Your Rights Regarding Your Personal Health Information
You have the following rights regarding your personal health information as maintained by our facility: 1) request restrictions on how we use and share your health information. We will consider all requests for restrictions carefully but are not required to agree to any restriction, 2) request that we communicate with you only in a specified way, such as at a specific telephone number or address, 3) inspect and copy your health information, including medical and billing records. Under limited circumstances, we may deny you access to a portion of your health information and you may request a review of the denial,* 4) request corrections or additions to your health information,* 5) request an accounting of certain disclosures of your health information made by us. The accounting does not include disclosures made for treatment, payment, and health care operations and some disclosures required by law. Your request must state the period of time desired for the accounting, which must be within the six years prior to your request and exclude dates prior to April 14, 2003.The first accounting is free but a fee will apply if more than one request is made in a 12-month period,* and 6) request a paper copy of this notice even if you agree to receive it electronically.*
Requests marked with an asterisk (*) must be made in writing. Contact the Department Privacy Officer for the appropriate form for your request.
Changes to this Notice
We reserve the right to make changes to this notice at any time and make the new privacy practices effective for all information we maintain.
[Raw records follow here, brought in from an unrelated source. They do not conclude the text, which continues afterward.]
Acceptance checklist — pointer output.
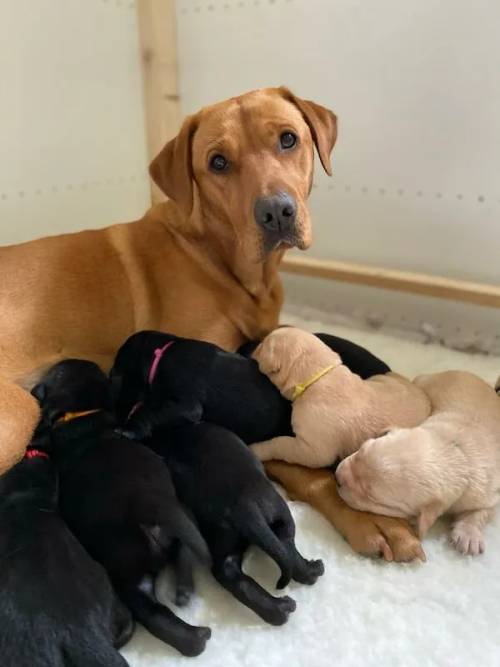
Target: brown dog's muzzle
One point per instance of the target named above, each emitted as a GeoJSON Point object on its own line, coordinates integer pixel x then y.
{"type": "Point", "coordinates": [276, 215]}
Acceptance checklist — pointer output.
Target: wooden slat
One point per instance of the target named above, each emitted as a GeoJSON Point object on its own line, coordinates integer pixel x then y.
{"type": "Point", "coordinates": [157, 36]}
{"type": "Point", "coordinates": [402, 281]}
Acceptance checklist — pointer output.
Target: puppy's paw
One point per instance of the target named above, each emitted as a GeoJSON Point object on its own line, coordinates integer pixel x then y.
{"type": "Point", "coordinates": [467, 539]}
{"type": "Point", "coordinates": [182, 596]}
{"type": "Point", "coordinates": [281, 610]}
{"type": "Point", "coordinates": [196, 643]}
{"type": "Point", "coordinates": [309, 572]}
{"type": "Point", "coordinates": [393, 539]}
{"type": "Point", "coordinates": [316, 569]}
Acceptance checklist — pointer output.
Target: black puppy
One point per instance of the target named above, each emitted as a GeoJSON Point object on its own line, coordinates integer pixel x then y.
{"type": "Point", "coordinates": [57, 605]}
{"type": "Point", "coordinates": [118, 498]}
{"type": "Point", "coordinates": [160, 377]}
{"type": "Point", "coordinates": [225, 486]}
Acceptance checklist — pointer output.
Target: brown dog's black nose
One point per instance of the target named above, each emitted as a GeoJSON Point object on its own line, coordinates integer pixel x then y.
{"type": "Point", "coordinates": [276, 213]}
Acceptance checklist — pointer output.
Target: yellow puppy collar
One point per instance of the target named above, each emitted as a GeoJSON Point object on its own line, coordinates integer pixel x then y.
{"type": "Point", "coordinates": [300, 388]}
{"type": "Point", "coordinates": [69, 416]}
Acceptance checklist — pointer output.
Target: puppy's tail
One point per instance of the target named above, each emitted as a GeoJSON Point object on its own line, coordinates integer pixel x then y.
{"type": "Point", "coordinates": [254, 527]}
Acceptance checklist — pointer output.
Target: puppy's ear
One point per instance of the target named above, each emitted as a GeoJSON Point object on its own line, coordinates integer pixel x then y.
{"type": "Point", "coordinates": [428, 516]}
{"type": "Point", "coordinates": [39, 391]}
{"type": "Point", "coordinates": [322, 123]}
{"type": "Point", "coordinates": [172, 168]}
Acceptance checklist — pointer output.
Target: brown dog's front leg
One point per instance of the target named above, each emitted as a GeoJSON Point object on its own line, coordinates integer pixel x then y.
{"type": "Point", "coordinates": [368, 534]}
{"type": "Point", "coordinates": [19, 416]}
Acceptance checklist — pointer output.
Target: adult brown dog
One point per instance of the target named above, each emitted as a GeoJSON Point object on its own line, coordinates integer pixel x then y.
{"type": "Point", "coordinates": [202, 265]}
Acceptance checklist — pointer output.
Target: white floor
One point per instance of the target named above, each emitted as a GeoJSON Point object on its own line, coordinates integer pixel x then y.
{"type": "Point", "coordinates": [362, 613]}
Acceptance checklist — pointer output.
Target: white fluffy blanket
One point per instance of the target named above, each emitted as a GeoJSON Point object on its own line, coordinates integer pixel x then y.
{"type": "Point", "coordinates": [362, 613]}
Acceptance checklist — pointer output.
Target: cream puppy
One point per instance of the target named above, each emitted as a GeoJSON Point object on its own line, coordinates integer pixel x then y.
{"type": "Point", "coordinates": [334, 410]}
{"type": "Point", "coordinates": [450, 464]}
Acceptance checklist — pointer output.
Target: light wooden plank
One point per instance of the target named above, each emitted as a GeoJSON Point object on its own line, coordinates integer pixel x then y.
{"type": "Point", "coordinates": [157, 34]}
{"type": "Point", "coordinates": [402, 281]}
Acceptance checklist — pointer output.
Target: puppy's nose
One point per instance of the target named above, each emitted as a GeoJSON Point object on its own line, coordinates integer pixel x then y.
{"type": "Point", "coordinates": [276, 213]}
{"type": "Point", "coordinates": [344, 475]}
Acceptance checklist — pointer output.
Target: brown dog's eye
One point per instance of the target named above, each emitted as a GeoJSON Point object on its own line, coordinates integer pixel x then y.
{"type": "Point", "coordinates": [218, 163]}
{"type": "Point", "coordinates": [288, 140]}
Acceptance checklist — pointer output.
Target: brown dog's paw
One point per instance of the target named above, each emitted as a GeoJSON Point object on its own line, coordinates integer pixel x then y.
{"type": "Point", "coordinates": [393, 539]}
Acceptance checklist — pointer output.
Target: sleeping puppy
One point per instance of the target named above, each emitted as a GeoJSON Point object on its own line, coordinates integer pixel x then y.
{"type": "Point", "coordinates": [450, 464]}
{"type": "Point", "coordinates": [334, 410]}
{"type": "Point", "coordinates": [119, 500]}
{"type": "Point", "coordinates": [57, 606]}
{"type": "Point", "coordinates": [358, 359]}
{"type": "Point", "coordinates": [159, 376]}
{"type": "Point", "coordinates": [236, 506]}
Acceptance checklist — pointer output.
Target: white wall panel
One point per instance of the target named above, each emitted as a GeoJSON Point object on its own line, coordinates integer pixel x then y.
{"type": "Point", "coordinates": [72, 135]}
{"type": "Point", "coordinates": [416, 86]}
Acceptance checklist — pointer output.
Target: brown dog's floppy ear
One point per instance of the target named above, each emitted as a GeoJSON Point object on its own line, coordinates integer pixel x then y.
{"type": "Point", "coordinates": [172, 168]}
{"type": "Point", "coordinates": [322, 123]}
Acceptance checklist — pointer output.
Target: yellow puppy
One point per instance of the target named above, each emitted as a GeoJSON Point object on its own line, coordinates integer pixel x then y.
{"type": "Point", "coordinates": [448, 465]}
{"type": "Point", "coordinates": [334, 410]}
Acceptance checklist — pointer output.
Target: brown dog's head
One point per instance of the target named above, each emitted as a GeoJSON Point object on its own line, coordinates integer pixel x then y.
{"type": "Point", "coordinates": [246, 166]}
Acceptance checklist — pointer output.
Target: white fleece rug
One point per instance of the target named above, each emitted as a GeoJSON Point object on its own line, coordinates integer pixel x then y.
{"type": "Point", "coordinates": [361, 613]}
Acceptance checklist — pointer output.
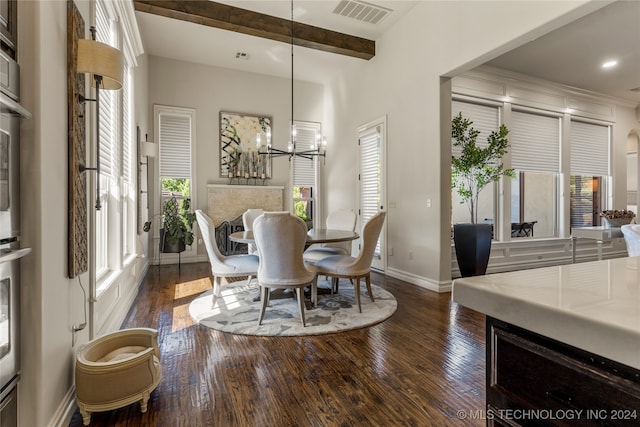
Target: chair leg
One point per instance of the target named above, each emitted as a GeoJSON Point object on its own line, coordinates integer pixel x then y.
{"type": "Point", "coordinates": [144, 401]}
{"type": "Point", "coordinates": [368, 282]}
{"type": "Point", "coordinates": [217, 285]}
{"type": "Point", "coordinates": [86, 415]}
{"type": "Point", "coordinates": [265, 299]}
{"type": "Point", "coordinates": [357, 292]}
{"type": "Point", "coordinates": [314, 292]}
{"type": "Point", "coordinates": [300, 294]}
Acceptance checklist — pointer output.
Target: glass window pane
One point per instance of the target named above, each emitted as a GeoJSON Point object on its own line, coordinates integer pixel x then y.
{"type": "Point", "coordinates": [586, 200]}
{"type": "Point", "coordinates": [303, 202]}
{"type": "Point", "coordinates": [533, 204]}
{"type": "Point", "coordinates": [460, 212]}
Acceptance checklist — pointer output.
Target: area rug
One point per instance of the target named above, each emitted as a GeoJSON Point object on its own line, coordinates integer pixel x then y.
{"type": "Point", "coordinates": [236, 311]}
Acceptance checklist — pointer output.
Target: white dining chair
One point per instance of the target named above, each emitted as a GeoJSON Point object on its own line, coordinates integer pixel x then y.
{"type": "Point", "coordinates": [355, 268]}
{"type": "Point", "coordinates": [337, 220]}
{"type": "Point", "coordinates": [280, 238]}
{"type": "Point", "coordinates": [248, 217]}
{"type": "Point", "coordinates": [223, 266]}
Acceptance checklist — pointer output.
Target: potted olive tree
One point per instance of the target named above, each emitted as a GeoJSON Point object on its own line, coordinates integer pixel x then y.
{"type": "Point", "coordinates": [177, 223]}
{"type": "Point", "coordinates": [472, 170]}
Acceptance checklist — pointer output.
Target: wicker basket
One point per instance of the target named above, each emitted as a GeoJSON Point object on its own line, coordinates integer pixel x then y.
{"type": "Point", "coordinates": [616, 222]}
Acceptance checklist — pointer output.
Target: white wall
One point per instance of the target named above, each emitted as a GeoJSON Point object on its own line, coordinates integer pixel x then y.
{"type": "Point", "coordinates": [436, 38]}
{"type": "Point", "coordinates": [51, 302]}
{"type": "Point", "coordinates": [210, 90]}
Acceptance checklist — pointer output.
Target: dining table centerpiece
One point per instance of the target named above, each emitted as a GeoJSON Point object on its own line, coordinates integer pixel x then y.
{"type": "Point", "coordinates": [617, 217]}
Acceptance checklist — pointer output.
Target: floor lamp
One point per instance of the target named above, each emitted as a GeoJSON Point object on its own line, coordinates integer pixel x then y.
{"type": "Point", "coordinates": [105, 64]}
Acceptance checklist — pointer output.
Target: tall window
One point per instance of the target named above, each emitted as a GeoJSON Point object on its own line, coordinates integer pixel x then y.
{"type": "Point", "coordinates": [535, 155]}
{"type": "Point", "coordinates": [589, 172]}
{"type": "Point", "coordinates": [304, 172]}
{"type": "Point", "coordinates": [175, 127]}
{"type": "Point", "coordinates": [115, 219]}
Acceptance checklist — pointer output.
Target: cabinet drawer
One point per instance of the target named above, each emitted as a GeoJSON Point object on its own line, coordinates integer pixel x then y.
{"type": "Point", "coordinates": [527, 371]}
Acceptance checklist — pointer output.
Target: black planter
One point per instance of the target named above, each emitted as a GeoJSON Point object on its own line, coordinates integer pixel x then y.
{"type": "Point", "coordinates": [473, 247]}
{"type": "Point", "coordinates": [170, 248]}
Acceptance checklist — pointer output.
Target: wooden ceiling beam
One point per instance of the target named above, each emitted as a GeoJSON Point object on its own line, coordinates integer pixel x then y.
{"type": "Point", "coordinates": [244, 21]}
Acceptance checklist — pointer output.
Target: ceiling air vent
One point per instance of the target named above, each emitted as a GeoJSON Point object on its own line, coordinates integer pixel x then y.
{"type": "Point", "coordinates": [362, 11]}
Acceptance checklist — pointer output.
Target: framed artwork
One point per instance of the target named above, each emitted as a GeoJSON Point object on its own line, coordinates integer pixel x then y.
{"type": "Point", "coordinates": [239, 156]}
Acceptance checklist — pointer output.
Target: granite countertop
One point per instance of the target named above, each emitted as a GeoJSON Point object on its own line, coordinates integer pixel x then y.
{"type": "Point", "coordinates": [594, 306]}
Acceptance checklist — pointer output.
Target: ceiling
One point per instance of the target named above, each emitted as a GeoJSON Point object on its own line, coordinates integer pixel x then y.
{"type": "Point", "coordinates": [571, 55]}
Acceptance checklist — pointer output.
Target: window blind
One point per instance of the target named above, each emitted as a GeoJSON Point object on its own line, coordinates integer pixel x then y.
{"type": "Point", "coordinates": [589, 149]}
{"type": "Point", "coordinates": [304, 170]}
{"type": "Point", "coordinates": [535, 142]}
{"type": "Point", "coordinates": [105, 33]}
{"type": "Point", "coordinates": [485, 119]}
{"type": "Point", "coordinates": [369, 141]}
{"type": "Point", "coordinates": [175, 146]}
{"type": "Point", "coordinates": [127, 134]}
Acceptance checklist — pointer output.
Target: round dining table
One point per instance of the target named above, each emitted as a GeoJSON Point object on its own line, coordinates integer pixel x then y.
{"type": "Point", "coordinates": [315, 235]}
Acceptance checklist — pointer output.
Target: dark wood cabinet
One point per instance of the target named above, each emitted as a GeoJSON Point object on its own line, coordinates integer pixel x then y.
{"type": "Point", "coordinates": [536, 381]}
{"type": "Point", "coordinates": [9, 27]}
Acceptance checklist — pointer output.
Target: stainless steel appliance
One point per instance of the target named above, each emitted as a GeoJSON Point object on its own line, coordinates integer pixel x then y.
{"type": "Point", "coordinates": [10, 249]}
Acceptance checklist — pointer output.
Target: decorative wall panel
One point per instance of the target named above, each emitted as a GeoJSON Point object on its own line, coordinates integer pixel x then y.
{"type": "Point", "coordinates": [77, 252]}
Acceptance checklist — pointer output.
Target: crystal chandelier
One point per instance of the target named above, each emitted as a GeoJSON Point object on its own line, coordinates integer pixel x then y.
{"type": "Point", "coordinates": [317, 149]}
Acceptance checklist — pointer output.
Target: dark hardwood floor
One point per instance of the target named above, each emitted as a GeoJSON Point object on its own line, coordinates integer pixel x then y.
{"type": "Point", "coordinates": [420, 367]}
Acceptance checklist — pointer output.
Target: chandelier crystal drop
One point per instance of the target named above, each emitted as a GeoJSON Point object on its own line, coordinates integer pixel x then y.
{"type": "Point", "coordinates": [317, 149]}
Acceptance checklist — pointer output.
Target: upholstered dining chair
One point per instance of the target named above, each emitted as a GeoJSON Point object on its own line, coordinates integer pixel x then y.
{"type": "Point", "coordinates": [223, 266]}
{"type": "Point", "coordinates": [280, 238]}
{"type": "Point", "coordinates": [355, 268]}
{"type": "Point", "coordinates": [631, 233]}
{"type": "Point", "coordinates": [337, 220]}
{"type": "Point", "coordinates": [248, 217]}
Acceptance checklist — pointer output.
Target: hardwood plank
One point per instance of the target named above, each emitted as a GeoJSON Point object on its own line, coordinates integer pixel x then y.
{"type": "Point", "coordinates": [244, 21]}
{"type": "Point", "coordinates": [418, 368]}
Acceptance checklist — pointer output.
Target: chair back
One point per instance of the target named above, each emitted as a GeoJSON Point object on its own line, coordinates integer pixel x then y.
{"type": "Point", "coordinates": [370, 234]}
{"type": "Point", "coordinates": [208, 231]}
{"type": "Point", "coordinates": [280, 238]}
{"type": "Point", "coordinates": [341, 220]}
{"type": "Point", "coordinates": [248, 217]}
Current notices will be posted in the USU Department of COMD-DE offices and on our website, http://comd.usu.edu/. You may also request a copy of any notice at any time by contacting the Department at the number below.
If you would like further information about your privacy rights, disagree with a decision that we have made about access to your personal health information, or believe your privacy rights have been violated, you may contact the Department Privacy Officers at 435-797-1375. You may also file a written complaint with the Department of Health and Human Services, Office of Civil Rights, 200 Independence Avenue, S.W. Room 509F HHH Bldg., Washington, DC 20201. You will not be penalized for filing a complaint.